Doing the devil’s work

According to STV and Glasgow Live, there are “mass gatherings” planned for Glasgow this weekend to protest against the lockdown.

The story is interesting for all the wrong reasons.

Reason number one is that it isn’t true. A couple of far-right yahoos [update: their group is a front for the racist Britain First] have shared their drawing of a “come to our demo” leaflet – they don’t even have a real leaflet, just a drawing of one – on Facebook. Describing this as “plans” for “mass gatherings” is rather like saying I have “plans” to marry the actor Emma Stone or to be a size 8.

And reason number two is that this kind of credulous reporting runs the risk of creating something from nothing. The coverage could encourage people who’d otherwise be unaware of the yahoos to wander down to the proposed meeting either to support it or demonstrate against it – thereby turning a couple of yahoos in a park into a much bigger thing.

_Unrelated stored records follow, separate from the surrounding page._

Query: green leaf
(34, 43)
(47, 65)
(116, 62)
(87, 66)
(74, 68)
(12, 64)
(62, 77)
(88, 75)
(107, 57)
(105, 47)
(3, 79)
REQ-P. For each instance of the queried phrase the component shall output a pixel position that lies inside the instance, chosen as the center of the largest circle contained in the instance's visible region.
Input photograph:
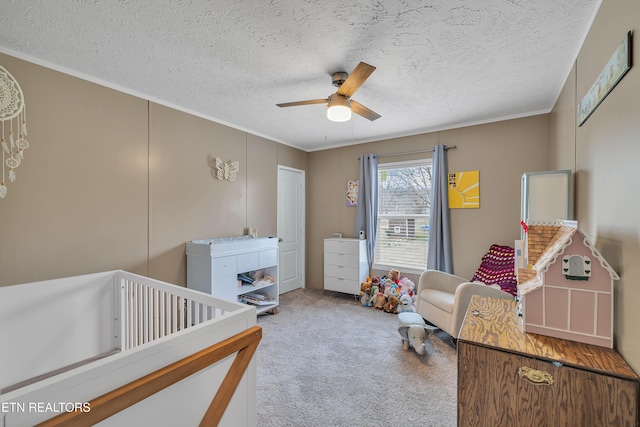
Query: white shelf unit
(345, 265)
(213, 266)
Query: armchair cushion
(497, 268)
(442, 300)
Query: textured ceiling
(440, 64)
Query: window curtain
(367, 208)
(440, 256)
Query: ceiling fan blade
(309, 102)
(363, 111)
(355, 79)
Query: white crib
(115, 349)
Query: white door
(291, 230)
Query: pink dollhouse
(567, 289)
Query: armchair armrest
(439, 280)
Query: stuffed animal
(365, 293)
(406, 286)
(391, 306)
(406, 304)
(372, 296)
(393, 290)
(380, 299)
(394, 276)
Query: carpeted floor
(326, 361)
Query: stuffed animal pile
(391, 293)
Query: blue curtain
(367, 209)
(440, 256)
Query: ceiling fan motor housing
(338, 78)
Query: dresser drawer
(248, 262)
(342, 246)
(341, 285)
(333, 258)
(268, 258)
(342, 272)
(223, 266)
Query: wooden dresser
(509, 378)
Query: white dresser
(345, 265)
(215, 265)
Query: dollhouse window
(576, 267)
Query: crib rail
(149, 310)
(243, 344)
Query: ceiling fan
(340, 105)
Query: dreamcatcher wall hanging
(13, 118)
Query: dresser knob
(535, 376)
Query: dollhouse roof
(545, 243)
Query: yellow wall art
(464, 190)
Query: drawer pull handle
(535, 376)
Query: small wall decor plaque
(611, 74)
(222, 170)
(464, 190)
(353, 188)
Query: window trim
(428, 161)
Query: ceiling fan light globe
(339, 113)
(339, 108)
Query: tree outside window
(404, 205)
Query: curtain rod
(446, 147)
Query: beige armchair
(443, 298)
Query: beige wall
(112, 181)
(606, 155)
(501, 151)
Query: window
(404, 204)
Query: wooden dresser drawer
(508, 377)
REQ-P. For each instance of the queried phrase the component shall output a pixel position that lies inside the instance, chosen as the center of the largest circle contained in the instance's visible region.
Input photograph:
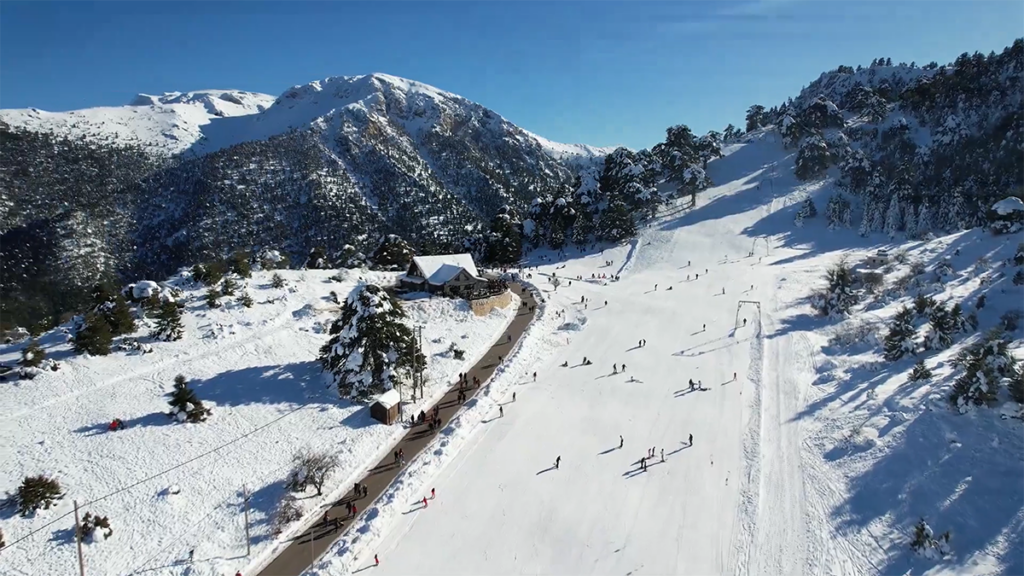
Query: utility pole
(245, 510)
(78, 540)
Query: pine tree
(986, 364)
(615, 222)
(900, 339)
(185, 406)
(32, 355)
(920, 372)
(168, 322)
(119, 317)
(943, 328)
(94, 336)
(213, 297)
(246, 300)
(371, 347)
(839, 297)
(241, 264)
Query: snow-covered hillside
(168, 488)
(170, 123)
(816, 457)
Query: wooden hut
(385, 409)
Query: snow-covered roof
(389, 399)
(442, 268)
(1008, 206)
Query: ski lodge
(451, 275)
(386, 408)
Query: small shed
(877, 259)
(385, 408)
(452, 275)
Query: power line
(154, 477)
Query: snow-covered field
(257, 369)
(817, 458)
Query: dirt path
(314, 541)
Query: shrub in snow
(900, 339)
(32, 355)
(371, 347)
(311, 468)
(168, 322)
(185, 406)
(94, 336)
(37, 492)
(392, 253)
(926, 544)
(213, 297)
(288, 510)
(209, 273)
(316, 259)
(920, 372)
(986, 364)
(228, 287)
(839, 297)
(91, 524)
(838, 211)
(923, 303)
(246, 300)
(240, 264)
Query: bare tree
(312, 468)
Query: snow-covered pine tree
(838, 211)
(168, 322)
(94, 336)
(812, 158)
(839, 297)
(392, 253)
(920, 372)
(32, 355)
(371, 347)
(900, 339)
(615, 222)
(185, 406)
(119, 317)
(986, 364)
(943, 328)
(894, 217)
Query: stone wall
(483, 306)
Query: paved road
(311, 543)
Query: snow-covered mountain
(169, 123)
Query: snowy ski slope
(734, 502)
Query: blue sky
(600, 72)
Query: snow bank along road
(729, 503)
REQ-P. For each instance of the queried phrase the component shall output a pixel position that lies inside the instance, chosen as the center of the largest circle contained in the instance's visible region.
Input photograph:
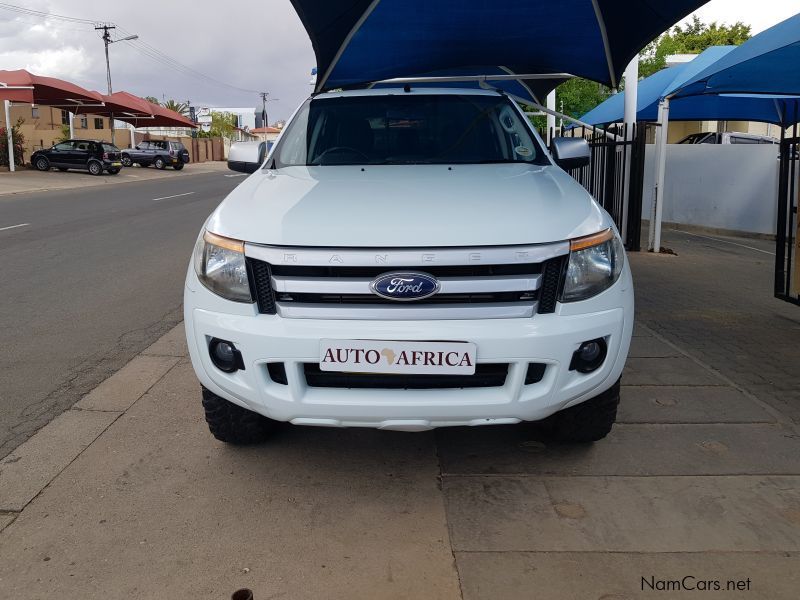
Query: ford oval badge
(405, 287)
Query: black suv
(159, 153)
(89, 155)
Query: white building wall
(717, 186)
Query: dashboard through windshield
(395, 129)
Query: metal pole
(631, 104)
(107, 40)
(10, 135)
(551, 117)
(654, 242)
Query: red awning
(47, 91)
(167, 118)
(137, 111)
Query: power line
(140, 46)
(44, 14)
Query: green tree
(691, 38)
(182, 108)
(223, 124)
(578, 96)
(17, 141)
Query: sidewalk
(29, 180)
(127, 495)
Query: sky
(227, 52)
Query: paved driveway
(127, 495)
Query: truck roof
(425, 90)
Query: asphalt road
(90, 277)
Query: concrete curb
(101, 182)
(32, 466)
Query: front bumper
(550, 339)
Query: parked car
(409, 259)
(728, 137)
(90, 155)
(159, 153)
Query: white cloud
(252, 44)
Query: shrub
(18, 141)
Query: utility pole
(264, 100)
(107, 40)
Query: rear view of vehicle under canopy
(358, 42)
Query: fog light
(225, 356)
(589, 357)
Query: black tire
(586, 422)
(233, 424)
(95, 168)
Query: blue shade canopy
(362, 41)
(780, 110)
(768, 63)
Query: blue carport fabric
(362, 41)
(780, 110)
(768, 63)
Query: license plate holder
(398, 357)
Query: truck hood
(408, 206)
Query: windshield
(408, 129)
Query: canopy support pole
(9, 135)
(551, 117)
(631, 104)
(654, 241)
(555, 113)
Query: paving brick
(173, 343)
(643, 450)
(126, 386)
(624, 514)
(667, 371)
(688, 404)
(592, 575)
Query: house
(42, 126)
(266, 134)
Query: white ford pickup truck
(409, 258)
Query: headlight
(595, 263)
(220, 266)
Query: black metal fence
(787, 245)
(617, 156)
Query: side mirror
(571, 153)
(247, 157)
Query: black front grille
(436, 271)
(437, 299)
(261, 285)
(552, 272)
(486, 376)
(552, 280)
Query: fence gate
(787, 239)
(617, 156)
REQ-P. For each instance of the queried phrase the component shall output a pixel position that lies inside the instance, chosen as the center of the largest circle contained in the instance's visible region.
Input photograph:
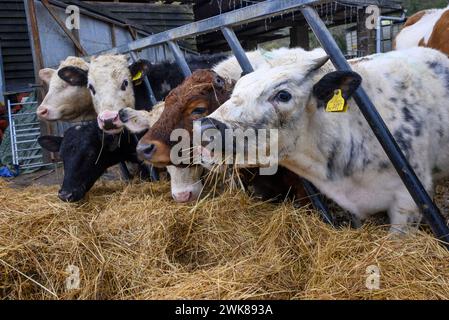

This is happening far too often with far too many publications, not just here but in the US too: again and again one or two clowns come up with a social media account, a snappy name and a logo and they’re immediately taken seriously by reporters who don’t do even the most basic checking.

This is what happens when you chase traffic, not accuracy; when you pay your reporters not because of the quality of their work, but the quantity of content they produce; when your publication encourages churnalism, not journalism. It’s easy to exploit, and there’s no shortage of bad actors happy to exploit it.